House Prices in 2005

The House Price Index was just released this morning with the data on house prices in the US for all of 2005. The press release discusses its results for the US as a whole, reporting that:

Average U.S. home prices increased 12.95 percent from the fourth quarter of 2004 through the fourth quarter of 2005. Appreciation for the most recent quarter was 2.86 percent, or an annualized rate of 11.4 percent. The increase during 2005 is similar to the revised increase of 12.55 percent for the year ended with the third quarter of 2005, showing no evidence of a slowdown.

As I’ve said before, I prefer using the HPI data to look at individual real estate markets, since real estate markets are inherently local, and so different real estate markets can behave very differently.

The following picture shows the 6-month change in house prices in several “hot” housing markets, with a market defined as an individual Metropolitan Statistical Area (MSA). Prices were still rising strongly during the second half of 2005 in most of these markets, but the pace of appreciation moderated in all of them.
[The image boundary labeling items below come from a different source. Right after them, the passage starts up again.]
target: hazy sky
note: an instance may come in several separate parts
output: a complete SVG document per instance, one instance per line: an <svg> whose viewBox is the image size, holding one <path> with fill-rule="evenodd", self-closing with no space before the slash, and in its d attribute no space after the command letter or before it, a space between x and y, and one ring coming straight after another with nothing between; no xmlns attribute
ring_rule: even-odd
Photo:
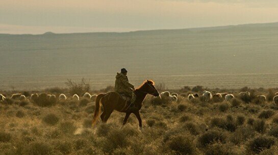
<svg viewBox="0 0 278 155"><path fill-rule="evenodd" d="M277 21L277 0L0 0L0 34L127 32Z"/></svg>

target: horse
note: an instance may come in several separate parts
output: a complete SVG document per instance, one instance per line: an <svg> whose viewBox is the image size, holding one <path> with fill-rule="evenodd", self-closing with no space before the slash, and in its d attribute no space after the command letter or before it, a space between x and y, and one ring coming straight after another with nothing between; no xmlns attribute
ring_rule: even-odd
<svg viewBox="0 0 278 155"><path fill-rule="evenodd" d="M139 110L142 107L142 103L147 94L155 97L159 96L159 92L155 87L155 82L152 80L145 80L139 88L136 89L134 92L136 97L134 101L134 107L130 108L130 104L127 104L120 96L115 92L111 91L107 94L100 94L97 95L95 100L95 109L93 118L92 127L93 127L98 119L100 112L100 104L103 106L103 112L100 115L103 122L107 121L110 115L115 110L120 112L125 112L125 116L123 119L122 127L127 123L128 119L131 113L134 113L139 121L139 129L141 130L142 120Z"/></svg>

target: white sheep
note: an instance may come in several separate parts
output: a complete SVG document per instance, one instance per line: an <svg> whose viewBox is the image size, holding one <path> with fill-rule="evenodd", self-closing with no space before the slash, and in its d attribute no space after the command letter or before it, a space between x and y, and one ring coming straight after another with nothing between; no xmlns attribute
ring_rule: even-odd
<svg viewBox="0 0 278 155"><path fill-rule="evenodd" d="M20 100L20 101L25 101L26 100L26 97L23 95L21 95L19 97L19 100Z"/></svg>
<svg viewBox="0 0 278 155"><path fill-rule="evenodd" d="M190 102L192 102L194 99L195 99L195 97L192 94L190 94L187 97L187 100L188 100L188 101Z"/></svg>
<svg viewBox="0 0 278 155"><path fill-rule="evenodd" d="M6 97L4 95L0 94L0 101L4 101Z"/></svg>
<svg viewBox="0 0 278 155"><path fill-rule="evenodd" d="M227 102L230 102L234 98L235 98L235 96L233 94L228 94L225 96L225 101Z"/></svg>
<svg viewBox="0 0 278 155"><path fill-rule="evenodd" d="M95 100L96 99L96 97L97 96L97 95L93 95L91 96L91 100L93 101L95 101Z"/></svg>
<svg viewBox="0 0 278 155"><path fill-rule="evenodd" d="M278 104L278 95L276 95L275 97L274 97L273 102L275 104Z"/></svg>
<svg viewBox="0 0 278 155"><path fill-rule="evenodd" d="M203 93L203 97L204 98L205 101L210 101L212 98L211 92L207 90L204 91Z"/></svg>
<svg viewBox="0 0 278 155"><path fill-rule="evenodd" d="M79 97L78 96L78 95L77 94L74 94L72 96L72 99L74 100L79 101Z"/></svg>
<svg viewBox="0 0 278 155"><path fill-rule="evenodd" d="M65 101L67 99L67 97L64 94L61 94L59 96L59 101Z"/></svg>
<svg viewBox="0 0 278 155"><path fill-rule="evenodd" d="M13 94L13 95L12 95L12 97L11 97L11 98L12 98L12 99L14 99L14 100L17 100L18 99L19 99L19 97L20 97L20 96L21 96L22 94Z"/></svg>
<svg viewBox="0 0 278 155"><path fill-rule="evenodd" d="M91 95L89 92L86 92L83 96L83 98L87 98L88 99L91 99Z"/></svg>

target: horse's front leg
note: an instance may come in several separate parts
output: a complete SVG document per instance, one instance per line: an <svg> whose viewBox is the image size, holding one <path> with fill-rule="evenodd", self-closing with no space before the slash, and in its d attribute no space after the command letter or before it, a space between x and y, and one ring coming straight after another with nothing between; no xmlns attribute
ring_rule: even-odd
<svg viewBox="0 0 278 155"><path fill-rule="evenodd" d="M128 119L130 117L130 114L131 114L130 112L127 112L125 113L125 117L124 117L124 119L123 119L123 122L122 122L122 126L123 127L127 123L127 121L128 121Z"/></svg>
<svg viewBox="0 0 278 155"><path fill-rule="evenodd" d="M141 119L139 110L134 112L134 113L135 114L135 116L136 116L136 117L137 117L137 119L138 119L138 121L139 122L139 130L142 130L143 128L142 127L142 119Z"/></svg>

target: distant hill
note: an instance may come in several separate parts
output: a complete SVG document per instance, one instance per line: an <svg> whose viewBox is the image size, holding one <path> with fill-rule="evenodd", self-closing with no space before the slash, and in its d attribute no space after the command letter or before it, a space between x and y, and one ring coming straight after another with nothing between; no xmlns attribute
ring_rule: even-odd
<svg viewBox="0 0 278 155"><path fill-rule="evenodd" d="M140 75L138 81L160 75L157 80L169 83L174 81L166 81L163 76L278 73L277 43L278 23L126 33L1 34L0 80L3 84L5 79L11 81L0 87L19 84L19 76L65 79L110 75L111 81L99 77L98 83L113 84L114 74L122 67L131 75Z"/></svg>

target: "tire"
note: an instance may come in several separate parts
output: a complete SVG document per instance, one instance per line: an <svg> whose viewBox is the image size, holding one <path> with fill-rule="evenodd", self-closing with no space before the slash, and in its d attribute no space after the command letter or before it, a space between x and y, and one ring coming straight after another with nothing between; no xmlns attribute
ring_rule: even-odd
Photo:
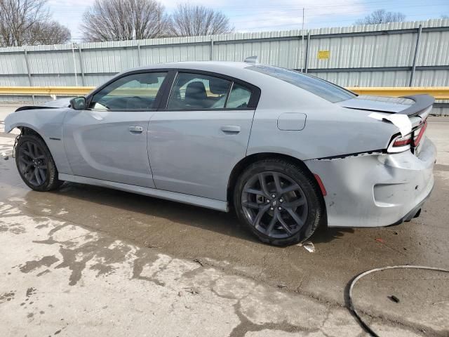
<svg viewBox="0 0 449 337"><path fill-rule="evenodd" d="M262 242L288 246L309 238L325 218L321 194L313 176L299 165L263 159L237 179L234 206L240 221Z"/></svg>
<svg viewBox="0 0 449 337"><path fill-rule="evenodd" d="M56 190L63 181L45 142L34 135L20 136L15 146L15 165L27 185L38 192Z"/></svg>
The next picture shows the same thing for several markets that missed out on the huge price appreciations of 2002-05. They seem to have experienced some increase in house price appreciation during 2005, but again, the rate of price increases in all of them were constant or falling in the second half of the year.

This all seems quite consistent with what Calculated Risk wrote the other day: housing markets seem to be slowing, but not crashing.